Tony’s most recent mission, however, was anything but routine. “I’d been in Haiti planning a future mission before the earthquake (January 12, 2010). When the disaster struck, on-site agencies were decimated, so those medical contacts I’d made pleaded for help. Instead of months of planning, our team assembled and left immediately.
I admit, I was scared at first - I’m no expert in disaster relief, and had no idea what we’d find.” His previous experience in the Port-au-Prince region provided Tony with a unique perspective on the scene when the team of 11 paramedics and three doctors arrived.
“Complete misery and indescribable suffering which I’ll never forget,” he summarizes. “There was fear, even in children’s eyes… fear, sounds of pain and agony, and the smell of death.” He also witnessed the remarkable rebirth of hope.
“Only a few days later, in the middle of all that horror, I saw children playing soccer and heard people singing. It’s incredible, the human spirit.
“Difficult as it was to witness such suffering, it’s also very rewarding. And I’m fortunate to have my family’s full support.”
Susan, as well as the three girls, have participated in Tony’s missionary work.
“Christian teaching tells us to help others in need,” he says. “First-hand experience in the developing world was good for the kids, and they also see the passion Susan and I have for the work.”
Church involvement is an important element in the Brown household. Its activities number among those which the family shares.
“Both Susan’s and my family have cottages, so we enjoy those times, together with our extended family. We all like skiing in the winter. And Lizzie, Laura, and Susan are competitive horseback riders.”
Tony’s own competitive spirit often pits him against his most determined rival: himself. “I love challenges,” he admits readily. “A lot of my leisure-time choices reflect that. Golf I find very relaxing, and get out as often as I can in season. And running, that’s another ‘challenge against yourself,’ every time out.”
Tony describes his April entry in the Boston Marathon as his peak running experience. “It was a thrill, just to qualify,” he adds. “It was a tough run, but I was pleased with what I did.”
While Boston may represent the summit, Tony insists it won’t be his last. “My marathon days aren’t over!” he smiles. “I’ll be running as long as my body will allow.”
Personal challenge and a peaceful pursuit – two elements Tony cherishes in all his hobbies – converge in another seasonal activity which he and Susan both enjoy.
“She got me interested in bird-watching, so between April and June, I rearrange my office hours to accommodate it. I love learning about the different species and their behaviour, recognizing their calls. I feel the wonder of God’s creation.”
Tony’s varied activities offer peace and tranquility, a welcome break from his busy professional life. In addition to his thriving family practice, Tony is among Scugog’s coroners, and one of Port Perry Hospital’s anesthetists.
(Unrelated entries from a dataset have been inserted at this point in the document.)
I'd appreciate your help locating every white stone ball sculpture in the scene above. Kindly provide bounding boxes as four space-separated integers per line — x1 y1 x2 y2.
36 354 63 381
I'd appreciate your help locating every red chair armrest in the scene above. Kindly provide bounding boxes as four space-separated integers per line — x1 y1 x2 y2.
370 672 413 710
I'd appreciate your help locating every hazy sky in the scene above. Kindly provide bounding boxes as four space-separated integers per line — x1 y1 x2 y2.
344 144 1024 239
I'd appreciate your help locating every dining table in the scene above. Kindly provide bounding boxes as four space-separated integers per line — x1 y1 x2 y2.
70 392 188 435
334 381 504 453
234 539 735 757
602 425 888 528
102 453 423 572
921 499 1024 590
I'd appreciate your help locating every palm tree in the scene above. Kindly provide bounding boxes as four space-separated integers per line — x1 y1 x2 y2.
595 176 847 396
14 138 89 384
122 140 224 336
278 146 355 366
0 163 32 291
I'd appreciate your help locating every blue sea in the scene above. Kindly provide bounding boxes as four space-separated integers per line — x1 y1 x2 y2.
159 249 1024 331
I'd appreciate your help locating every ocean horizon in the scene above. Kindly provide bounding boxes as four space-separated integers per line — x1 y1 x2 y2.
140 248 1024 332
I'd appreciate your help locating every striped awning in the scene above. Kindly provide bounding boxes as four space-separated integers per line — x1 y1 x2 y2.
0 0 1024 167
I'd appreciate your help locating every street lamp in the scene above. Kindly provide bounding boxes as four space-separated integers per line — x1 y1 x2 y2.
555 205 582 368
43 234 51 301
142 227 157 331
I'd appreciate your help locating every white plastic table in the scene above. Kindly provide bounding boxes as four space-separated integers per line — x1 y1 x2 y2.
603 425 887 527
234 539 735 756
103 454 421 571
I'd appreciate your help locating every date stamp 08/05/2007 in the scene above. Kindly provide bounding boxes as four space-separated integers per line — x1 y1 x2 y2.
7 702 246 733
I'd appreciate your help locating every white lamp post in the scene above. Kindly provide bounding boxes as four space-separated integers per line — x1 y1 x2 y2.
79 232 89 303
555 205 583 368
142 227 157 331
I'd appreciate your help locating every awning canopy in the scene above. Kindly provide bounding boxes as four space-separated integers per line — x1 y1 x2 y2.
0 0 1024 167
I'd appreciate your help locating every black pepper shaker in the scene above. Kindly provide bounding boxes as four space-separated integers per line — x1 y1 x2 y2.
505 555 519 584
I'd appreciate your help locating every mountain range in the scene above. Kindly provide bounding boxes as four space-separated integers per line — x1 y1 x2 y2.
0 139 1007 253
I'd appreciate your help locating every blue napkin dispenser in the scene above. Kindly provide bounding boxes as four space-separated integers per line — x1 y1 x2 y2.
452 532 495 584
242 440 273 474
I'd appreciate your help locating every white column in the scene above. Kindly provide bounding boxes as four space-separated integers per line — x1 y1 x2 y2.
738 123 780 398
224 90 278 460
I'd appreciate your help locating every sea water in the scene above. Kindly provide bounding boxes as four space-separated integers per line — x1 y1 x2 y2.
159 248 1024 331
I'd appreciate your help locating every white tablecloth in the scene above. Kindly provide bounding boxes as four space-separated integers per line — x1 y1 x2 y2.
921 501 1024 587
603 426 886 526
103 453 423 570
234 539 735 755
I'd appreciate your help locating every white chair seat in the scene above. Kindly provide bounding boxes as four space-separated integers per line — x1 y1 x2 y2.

He finds satisfaction in all three roles.
“Getting to know my patients has been the most enjoyable part of my family practice. I’m starting now to see multiple generations, which is also a thrill. There’s an art, and also a challenge, to both the anesthetist’s and coroner’s jobs which I enjoy.”
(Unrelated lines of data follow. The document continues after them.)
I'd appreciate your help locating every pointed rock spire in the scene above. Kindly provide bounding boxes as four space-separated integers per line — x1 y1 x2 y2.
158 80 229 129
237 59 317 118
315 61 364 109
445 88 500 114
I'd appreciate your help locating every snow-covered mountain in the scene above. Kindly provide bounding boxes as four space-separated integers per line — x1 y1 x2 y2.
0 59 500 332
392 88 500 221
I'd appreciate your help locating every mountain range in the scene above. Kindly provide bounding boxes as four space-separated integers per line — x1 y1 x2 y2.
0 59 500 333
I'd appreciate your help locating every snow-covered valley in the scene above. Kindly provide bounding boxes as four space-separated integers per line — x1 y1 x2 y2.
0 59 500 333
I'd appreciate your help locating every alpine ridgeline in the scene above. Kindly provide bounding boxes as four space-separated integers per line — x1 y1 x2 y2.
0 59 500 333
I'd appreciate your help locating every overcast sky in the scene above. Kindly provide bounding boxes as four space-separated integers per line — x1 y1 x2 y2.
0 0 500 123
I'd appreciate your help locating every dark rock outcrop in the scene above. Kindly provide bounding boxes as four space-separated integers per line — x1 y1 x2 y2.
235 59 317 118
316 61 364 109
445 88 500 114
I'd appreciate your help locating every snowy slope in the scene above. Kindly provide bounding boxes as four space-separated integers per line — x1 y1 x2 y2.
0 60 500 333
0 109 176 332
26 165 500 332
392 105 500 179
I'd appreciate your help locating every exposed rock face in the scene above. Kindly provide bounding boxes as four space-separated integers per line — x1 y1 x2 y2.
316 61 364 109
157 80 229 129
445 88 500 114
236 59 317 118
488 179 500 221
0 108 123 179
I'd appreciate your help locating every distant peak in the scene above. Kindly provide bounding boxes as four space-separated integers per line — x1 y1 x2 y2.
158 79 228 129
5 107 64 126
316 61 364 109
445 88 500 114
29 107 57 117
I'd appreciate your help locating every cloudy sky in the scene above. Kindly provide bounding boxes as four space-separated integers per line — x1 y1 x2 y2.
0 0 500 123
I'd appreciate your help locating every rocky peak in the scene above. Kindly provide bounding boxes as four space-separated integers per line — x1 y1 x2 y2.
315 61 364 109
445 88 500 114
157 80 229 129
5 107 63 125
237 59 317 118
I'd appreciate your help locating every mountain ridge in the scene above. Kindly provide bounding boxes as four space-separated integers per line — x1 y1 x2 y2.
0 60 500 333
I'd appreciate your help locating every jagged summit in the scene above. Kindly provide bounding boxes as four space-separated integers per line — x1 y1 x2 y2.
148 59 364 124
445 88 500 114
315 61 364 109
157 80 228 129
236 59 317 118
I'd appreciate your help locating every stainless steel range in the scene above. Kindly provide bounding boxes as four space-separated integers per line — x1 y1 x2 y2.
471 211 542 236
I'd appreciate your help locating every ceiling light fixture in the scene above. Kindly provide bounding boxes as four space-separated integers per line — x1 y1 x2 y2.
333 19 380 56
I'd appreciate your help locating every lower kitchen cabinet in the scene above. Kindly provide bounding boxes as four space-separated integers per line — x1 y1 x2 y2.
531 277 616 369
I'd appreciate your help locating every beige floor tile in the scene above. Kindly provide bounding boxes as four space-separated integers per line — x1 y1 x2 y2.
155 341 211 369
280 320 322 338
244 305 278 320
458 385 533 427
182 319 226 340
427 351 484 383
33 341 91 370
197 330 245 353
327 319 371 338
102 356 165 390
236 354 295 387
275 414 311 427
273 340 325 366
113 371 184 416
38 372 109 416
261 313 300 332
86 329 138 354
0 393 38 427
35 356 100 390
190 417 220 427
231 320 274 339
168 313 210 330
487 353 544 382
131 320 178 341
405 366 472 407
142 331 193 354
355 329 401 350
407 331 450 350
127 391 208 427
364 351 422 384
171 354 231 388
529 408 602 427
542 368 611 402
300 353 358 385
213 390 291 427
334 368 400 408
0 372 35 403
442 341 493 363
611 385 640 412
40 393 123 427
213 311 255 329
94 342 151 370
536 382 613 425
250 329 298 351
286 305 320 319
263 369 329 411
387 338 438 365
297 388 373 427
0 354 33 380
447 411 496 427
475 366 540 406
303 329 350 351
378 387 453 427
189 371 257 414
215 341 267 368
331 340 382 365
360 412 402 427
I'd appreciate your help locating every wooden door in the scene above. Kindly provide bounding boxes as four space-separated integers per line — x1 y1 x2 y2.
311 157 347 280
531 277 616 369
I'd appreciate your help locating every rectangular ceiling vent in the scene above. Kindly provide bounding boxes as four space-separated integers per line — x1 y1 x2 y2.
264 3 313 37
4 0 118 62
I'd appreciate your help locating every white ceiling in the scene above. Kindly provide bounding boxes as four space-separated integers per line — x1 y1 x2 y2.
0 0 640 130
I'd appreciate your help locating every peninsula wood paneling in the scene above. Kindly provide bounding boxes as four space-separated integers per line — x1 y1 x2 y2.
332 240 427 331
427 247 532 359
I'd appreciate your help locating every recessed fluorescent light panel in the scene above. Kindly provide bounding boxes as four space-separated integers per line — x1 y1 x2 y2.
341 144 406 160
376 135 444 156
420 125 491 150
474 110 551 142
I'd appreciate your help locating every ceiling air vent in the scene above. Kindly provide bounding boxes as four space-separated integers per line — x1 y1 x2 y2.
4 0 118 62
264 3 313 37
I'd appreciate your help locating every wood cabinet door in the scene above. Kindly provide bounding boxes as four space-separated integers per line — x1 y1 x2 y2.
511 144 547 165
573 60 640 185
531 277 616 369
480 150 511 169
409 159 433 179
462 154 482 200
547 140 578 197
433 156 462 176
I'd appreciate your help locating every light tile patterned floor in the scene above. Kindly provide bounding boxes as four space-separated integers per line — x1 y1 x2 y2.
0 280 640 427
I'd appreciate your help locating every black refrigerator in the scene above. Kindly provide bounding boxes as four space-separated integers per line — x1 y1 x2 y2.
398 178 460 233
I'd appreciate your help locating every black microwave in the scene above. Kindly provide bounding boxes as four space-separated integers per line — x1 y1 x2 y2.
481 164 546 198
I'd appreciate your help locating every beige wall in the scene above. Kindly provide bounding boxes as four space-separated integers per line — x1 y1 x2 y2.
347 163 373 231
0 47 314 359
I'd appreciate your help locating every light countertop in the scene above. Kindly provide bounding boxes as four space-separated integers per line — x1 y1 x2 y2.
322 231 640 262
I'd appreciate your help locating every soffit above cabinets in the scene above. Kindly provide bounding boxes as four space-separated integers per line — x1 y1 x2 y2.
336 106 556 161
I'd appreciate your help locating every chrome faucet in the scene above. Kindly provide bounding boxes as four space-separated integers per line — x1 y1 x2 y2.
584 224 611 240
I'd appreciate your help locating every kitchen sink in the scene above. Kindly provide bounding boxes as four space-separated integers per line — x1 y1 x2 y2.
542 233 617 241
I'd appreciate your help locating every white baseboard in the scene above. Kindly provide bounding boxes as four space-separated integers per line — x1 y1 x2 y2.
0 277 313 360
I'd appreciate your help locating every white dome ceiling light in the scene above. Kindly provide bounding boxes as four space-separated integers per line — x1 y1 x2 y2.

He smiles, before adding: “But I need forty hours in every day!”
His jest lies only inches from the reality. Balancing three demanding medical portfolios, missionary work, and his personal involvement with family and church, Dr. Tony Brown may number among Port Perry’s busiest and most in-demand physicians.
The easy smile which accompanies the comment shows how his initial discomfort, speaking about himself, has diminished. Only his humility remains, and that makes his personal story all the more worth telling.